Sexuality and Violence


Amazing movie. I'm so glad Criterion Collection released this.

I heard this film was a bit controversial. The shock value in this film is not in the nudity however, but in the violence (abuse given by father, mother and brother). It seems so real. I have a hard time believing she didn't take those blows for the sake of cinema. Hah.

Also, is there not underlying incestuous connotations in the dinner scene? I love the father in the film, as much as an anti-hero he can be at times.

reply

There definitely was an incestuous connotation, it was actually pretty blantant. I agree that the scenes of violence were the more shocking ones, but it also got a little too over the top at times.

reply

OK, I saw this very late at night, so I may be blurry, but I do not think there was any question of incest. Sure, it was hinted at; but I don't think anything more than some innuendo happened between father and daughter. They had a close relationship but never talked about what was at stake. The marriage was not working out, so I agree you could argue that the father was starting to have feelings for his daughter. But he left when he realised this himself, and he returned once he (somehow) heard that she was getting married.
Basically, I think the father indeed had feelings for his daughter but he fled and hid behind a curtain of detachment.

The movie is interesting, but in my opinion, too much was wrapped up in the last 30 minutes, and I never really understood why she needed to get married in the first place.

reply

I actually found this movie to be really good. It's life.No bangs, no whistles just life. You've seen it before. You've heard it before. But yet you can't take you're eyes away. I'm not sure what draws me to it. It's not all that pretty. I've seen many girls go through the same things. So why does this movie captivate me? I think because I can see it from her perspecitive. I'm one of the guys and yeah I'm sensitive but looking at it through anothers eyes minute by minute...well the camera never leaves her and why should it? It is her life after all.

reply

Actually, a lot of the blows in this movie WERE taken for real - the director (who also played the father) wanted it as realistic as possible. He also cultivated the jealousy between the actresses playing the daughter and the mother so as to make it easier for them to play it on screen.

reply

<<the director (who also played the father) wanted it as realistic as possible.>>

that's funny, 'cause he wasn't the one taking the blows.
i think the routine violence toward the girl is partially a reference to a different time and a different culture.
but seeing her so casually struck in the face by the father, the mother and the brother was shocking.
and she forgave them so easily.
is it a little odd that that pattern of behavior seemingly did not repeat with her boyfriends/lovers/husband?

reply

I guess I am just one of the few who did not get any sort of sexual connotations between father and daughter.
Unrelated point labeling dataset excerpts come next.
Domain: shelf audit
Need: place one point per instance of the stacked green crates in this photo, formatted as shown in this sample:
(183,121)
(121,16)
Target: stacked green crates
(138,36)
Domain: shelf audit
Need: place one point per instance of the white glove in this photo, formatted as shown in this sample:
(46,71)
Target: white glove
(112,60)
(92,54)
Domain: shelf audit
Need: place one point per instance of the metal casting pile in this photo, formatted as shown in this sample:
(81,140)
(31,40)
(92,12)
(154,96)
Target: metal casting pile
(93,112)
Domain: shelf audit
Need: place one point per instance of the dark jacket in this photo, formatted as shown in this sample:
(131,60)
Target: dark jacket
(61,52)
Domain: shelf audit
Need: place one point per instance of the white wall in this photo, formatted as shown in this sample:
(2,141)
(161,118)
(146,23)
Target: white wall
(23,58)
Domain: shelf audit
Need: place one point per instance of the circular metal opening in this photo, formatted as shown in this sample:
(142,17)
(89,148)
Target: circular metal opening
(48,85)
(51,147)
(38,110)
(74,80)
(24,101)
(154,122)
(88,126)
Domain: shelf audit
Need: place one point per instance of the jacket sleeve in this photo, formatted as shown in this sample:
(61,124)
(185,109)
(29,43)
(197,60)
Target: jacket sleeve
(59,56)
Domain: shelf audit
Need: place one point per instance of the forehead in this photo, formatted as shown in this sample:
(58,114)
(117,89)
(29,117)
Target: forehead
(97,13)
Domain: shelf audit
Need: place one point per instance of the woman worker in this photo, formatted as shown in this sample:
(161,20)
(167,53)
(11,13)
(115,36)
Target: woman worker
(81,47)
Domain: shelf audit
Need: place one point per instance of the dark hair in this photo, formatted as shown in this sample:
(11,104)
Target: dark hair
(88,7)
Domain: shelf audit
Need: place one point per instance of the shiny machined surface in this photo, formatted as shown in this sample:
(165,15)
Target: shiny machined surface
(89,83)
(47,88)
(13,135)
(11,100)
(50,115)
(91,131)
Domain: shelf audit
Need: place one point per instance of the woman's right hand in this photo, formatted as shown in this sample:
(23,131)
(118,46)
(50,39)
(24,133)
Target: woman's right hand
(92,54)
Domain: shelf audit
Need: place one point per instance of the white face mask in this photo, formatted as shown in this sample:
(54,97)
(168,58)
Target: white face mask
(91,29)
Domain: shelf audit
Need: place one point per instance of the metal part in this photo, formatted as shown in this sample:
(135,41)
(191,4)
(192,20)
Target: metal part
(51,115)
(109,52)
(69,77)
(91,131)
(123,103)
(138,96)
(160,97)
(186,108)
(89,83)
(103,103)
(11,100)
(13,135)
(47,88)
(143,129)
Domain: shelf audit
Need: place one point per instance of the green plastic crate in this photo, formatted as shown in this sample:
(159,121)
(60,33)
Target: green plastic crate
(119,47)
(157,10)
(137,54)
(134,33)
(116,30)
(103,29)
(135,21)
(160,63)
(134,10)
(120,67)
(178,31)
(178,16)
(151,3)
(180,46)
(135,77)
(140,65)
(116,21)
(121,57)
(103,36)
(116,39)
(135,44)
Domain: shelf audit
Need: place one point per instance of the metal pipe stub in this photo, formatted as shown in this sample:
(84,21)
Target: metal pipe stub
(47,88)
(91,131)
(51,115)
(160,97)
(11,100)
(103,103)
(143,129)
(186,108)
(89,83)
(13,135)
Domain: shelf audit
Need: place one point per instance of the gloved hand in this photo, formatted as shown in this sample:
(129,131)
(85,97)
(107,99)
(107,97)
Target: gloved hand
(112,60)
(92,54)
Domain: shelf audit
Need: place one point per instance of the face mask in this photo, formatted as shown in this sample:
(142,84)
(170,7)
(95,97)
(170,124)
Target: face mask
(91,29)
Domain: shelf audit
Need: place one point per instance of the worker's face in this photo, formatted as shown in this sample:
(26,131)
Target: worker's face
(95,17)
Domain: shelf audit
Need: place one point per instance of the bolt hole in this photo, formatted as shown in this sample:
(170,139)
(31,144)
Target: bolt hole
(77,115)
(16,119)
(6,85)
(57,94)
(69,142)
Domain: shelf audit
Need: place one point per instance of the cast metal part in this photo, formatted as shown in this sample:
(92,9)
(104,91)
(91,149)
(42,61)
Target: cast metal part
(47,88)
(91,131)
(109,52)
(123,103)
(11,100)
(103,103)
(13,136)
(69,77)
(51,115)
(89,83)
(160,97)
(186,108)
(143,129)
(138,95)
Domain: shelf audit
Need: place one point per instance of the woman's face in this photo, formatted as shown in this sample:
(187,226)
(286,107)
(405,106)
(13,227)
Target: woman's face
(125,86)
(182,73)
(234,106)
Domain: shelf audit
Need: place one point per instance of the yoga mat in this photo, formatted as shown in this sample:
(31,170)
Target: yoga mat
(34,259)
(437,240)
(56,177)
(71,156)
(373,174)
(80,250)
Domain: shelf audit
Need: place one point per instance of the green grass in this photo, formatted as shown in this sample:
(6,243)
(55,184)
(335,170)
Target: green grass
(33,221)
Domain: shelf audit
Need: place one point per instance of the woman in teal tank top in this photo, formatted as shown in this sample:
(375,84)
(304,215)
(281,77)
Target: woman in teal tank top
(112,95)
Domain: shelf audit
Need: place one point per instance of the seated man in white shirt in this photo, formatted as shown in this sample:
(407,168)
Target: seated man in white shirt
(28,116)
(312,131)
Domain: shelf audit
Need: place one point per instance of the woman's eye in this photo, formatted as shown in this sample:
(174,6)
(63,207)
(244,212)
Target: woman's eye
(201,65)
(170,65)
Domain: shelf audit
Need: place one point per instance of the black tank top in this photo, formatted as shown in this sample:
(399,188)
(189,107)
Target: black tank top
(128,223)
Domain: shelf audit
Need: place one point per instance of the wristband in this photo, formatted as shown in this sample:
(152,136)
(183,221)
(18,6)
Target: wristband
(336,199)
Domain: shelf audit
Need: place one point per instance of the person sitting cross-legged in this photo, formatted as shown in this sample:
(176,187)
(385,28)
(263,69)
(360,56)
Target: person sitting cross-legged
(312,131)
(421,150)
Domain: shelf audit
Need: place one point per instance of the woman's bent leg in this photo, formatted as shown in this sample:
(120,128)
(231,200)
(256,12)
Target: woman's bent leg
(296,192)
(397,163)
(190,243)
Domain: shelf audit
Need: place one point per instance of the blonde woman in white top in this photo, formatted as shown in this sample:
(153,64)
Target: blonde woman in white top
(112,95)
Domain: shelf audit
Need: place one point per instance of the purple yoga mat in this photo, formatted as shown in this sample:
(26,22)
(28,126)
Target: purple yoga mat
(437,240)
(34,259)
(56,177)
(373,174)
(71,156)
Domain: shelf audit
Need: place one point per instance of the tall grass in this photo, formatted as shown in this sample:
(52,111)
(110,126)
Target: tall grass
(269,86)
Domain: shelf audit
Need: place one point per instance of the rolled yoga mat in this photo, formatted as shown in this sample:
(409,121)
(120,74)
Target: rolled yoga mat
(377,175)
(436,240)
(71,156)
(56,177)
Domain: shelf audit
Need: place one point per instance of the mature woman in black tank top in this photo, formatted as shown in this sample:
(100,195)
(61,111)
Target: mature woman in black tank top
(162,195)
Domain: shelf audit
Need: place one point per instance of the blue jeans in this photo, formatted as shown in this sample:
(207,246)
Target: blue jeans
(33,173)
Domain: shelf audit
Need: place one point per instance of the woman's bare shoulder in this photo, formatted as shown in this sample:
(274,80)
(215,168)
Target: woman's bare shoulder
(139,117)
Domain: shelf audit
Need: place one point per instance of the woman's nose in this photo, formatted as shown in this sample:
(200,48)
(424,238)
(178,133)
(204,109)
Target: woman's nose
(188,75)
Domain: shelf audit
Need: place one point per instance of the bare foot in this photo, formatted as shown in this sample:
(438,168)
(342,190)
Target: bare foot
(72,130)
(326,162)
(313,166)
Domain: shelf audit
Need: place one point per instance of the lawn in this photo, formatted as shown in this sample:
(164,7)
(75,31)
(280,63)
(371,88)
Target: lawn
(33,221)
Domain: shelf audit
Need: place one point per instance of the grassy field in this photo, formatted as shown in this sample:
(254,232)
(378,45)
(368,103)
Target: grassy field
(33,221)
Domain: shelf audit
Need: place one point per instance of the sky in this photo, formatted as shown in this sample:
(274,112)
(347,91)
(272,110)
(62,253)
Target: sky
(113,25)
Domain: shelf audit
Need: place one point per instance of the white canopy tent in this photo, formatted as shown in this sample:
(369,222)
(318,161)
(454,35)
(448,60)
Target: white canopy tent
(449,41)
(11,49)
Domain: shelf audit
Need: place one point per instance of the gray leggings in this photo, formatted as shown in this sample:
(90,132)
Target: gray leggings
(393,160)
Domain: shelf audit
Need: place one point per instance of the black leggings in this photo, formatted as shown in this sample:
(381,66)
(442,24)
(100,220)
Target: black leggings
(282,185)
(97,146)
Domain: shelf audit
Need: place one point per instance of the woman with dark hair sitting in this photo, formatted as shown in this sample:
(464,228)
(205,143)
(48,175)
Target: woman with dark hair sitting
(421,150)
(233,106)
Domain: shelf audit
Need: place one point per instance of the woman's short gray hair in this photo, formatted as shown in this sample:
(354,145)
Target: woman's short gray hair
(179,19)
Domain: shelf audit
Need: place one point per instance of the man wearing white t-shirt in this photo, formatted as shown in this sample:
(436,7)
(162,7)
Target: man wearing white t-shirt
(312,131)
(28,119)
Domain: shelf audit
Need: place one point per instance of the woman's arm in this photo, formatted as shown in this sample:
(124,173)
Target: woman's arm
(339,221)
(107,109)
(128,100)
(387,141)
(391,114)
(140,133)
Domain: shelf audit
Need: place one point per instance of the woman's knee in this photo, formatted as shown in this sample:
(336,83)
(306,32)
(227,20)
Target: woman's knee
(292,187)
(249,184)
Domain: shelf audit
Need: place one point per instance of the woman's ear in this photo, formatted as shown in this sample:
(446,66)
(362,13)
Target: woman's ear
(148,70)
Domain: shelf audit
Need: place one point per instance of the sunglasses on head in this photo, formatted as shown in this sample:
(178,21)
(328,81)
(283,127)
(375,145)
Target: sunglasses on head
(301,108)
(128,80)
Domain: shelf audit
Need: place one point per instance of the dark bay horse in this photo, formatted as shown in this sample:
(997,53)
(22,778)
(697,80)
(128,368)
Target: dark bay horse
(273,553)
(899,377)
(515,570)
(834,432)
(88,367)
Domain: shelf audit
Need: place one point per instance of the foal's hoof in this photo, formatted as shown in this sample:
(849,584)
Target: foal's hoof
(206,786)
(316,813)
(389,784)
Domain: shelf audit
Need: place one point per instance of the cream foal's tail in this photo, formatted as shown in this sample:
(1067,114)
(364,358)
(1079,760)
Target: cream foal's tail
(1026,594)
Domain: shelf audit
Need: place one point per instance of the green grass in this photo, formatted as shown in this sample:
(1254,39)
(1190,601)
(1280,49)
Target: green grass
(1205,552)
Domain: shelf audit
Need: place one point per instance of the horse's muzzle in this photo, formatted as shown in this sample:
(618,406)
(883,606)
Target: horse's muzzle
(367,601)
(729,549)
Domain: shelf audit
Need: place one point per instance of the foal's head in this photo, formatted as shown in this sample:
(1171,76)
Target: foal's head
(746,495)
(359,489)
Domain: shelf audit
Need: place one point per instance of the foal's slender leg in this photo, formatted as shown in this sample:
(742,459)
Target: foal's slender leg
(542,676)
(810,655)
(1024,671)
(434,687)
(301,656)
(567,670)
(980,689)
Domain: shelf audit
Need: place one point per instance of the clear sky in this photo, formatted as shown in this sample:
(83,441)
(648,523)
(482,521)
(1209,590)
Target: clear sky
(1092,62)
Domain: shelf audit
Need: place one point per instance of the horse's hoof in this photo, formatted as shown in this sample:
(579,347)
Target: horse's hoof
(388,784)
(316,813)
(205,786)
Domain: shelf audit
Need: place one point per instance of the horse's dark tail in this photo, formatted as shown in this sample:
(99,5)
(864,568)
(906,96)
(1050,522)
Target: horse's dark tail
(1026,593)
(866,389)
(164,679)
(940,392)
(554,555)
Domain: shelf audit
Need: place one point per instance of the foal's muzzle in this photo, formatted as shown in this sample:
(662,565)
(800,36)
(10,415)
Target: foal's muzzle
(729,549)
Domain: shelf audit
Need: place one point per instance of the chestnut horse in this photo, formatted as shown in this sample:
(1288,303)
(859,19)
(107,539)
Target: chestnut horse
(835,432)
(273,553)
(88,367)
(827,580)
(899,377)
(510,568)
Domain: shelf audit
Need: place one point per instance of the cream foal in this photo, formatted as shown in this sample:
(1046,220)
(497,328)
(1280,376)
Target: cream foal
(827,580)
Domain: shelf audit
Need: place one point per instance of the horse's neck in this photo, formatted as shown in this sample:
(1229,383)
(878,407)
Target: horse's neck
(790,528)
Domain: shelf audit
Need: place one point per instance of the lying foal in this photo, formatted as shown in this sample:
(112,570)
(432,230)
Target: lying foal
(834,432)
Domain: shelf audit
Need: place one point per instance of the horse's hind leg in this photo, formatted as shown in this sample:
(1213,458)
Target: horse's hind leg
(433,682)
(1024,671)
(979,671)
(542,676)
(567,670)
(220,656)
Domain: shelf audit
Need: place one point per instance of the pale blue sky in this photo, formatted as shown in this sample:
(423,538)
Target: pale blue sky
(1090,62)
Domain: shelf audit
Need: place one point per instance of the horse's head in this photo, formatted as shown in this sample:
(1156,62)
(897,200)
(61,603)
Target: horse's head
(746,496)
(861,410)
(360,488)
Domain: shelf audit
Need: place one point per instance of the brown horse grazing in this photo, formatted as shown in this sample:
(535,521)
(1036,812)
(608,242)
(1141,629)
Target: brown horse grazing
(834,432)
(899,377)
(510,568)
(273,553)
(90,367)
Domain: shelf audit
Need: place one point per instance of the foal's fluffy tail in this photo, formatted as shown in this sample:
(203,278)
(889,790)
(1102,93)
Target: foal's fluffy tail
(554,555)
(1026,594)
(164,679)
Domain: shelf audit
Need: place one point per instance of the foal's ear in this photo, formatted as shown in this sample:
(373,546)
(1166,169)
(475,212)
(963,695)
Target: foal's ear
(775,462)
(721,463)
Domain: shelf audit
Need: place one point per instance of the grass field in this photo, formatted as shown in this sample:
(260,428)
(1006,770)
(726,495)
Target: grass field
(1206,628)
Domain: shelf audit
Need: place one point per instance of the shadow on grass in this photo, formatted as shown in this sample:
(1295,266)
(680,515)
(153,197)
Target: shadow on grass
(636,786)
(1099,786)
It, to me, was more about the drama of family life playing out, relationships, and the absence of relationships--more precisely the relationship of father and daughter and the absence of father--in the eyes of a teenage girl involved in the theater of life.

And I agree, the violence was unsettling. Much more than the nudity.

The film is far more complex than one would think and, I hate to be repetitive, check out the extras on the Criterion edition.

reply

I never thought about incest between father and daughter but definitely between brother and sister.




"The success of the horror genre has led to its downfall."
-Dario Argento

reply

"I never thought about incest between father and daughter but definitely between brother and sister. "

Same here, I thought the brother was a total creep. I think the film did a good job of portraying the weird stage Suzanne was going through, discovering sexuality and her father having to deal with that, but that's all as far as they go.

Oh, Adrian. Adrian always tells the truth.

reply

A middle-class familiy do unto each other, what they normally only do unto us.

Marlon, Claudia and Dimby the cats 1989-2005, 2007 and 2010.

reply

[deleted]

As others have noted, the violence was real including the slap the director takes when he returns home and interrupts the gathering. Suzanne's sexuality is presented as problematic in terms of promiscuity but by the end of the film she seems the most normal.

I never thought there was anything incestuous between father and daughter. I didn't think there was anything incestuous between brother and sister either although he comments on her beauty at the start of the film. The problems lie between mother and son and how these affect the son's sexuality; he marries but it's implied he's homosexual. Mother and son were entangled and this led to the brother's violence towards his sister. He's acting out his mother's rage on her daughter who is becoming beautiful at the time when her husband leaves her. I thought the work of a furrier was interesting in relation to all this.

What shocked me was Sandrine Bonnaire's nudity at such a tender age. I wonder how she felt being nude in front of the camera?

A bird sings and the mountain's silence deepens.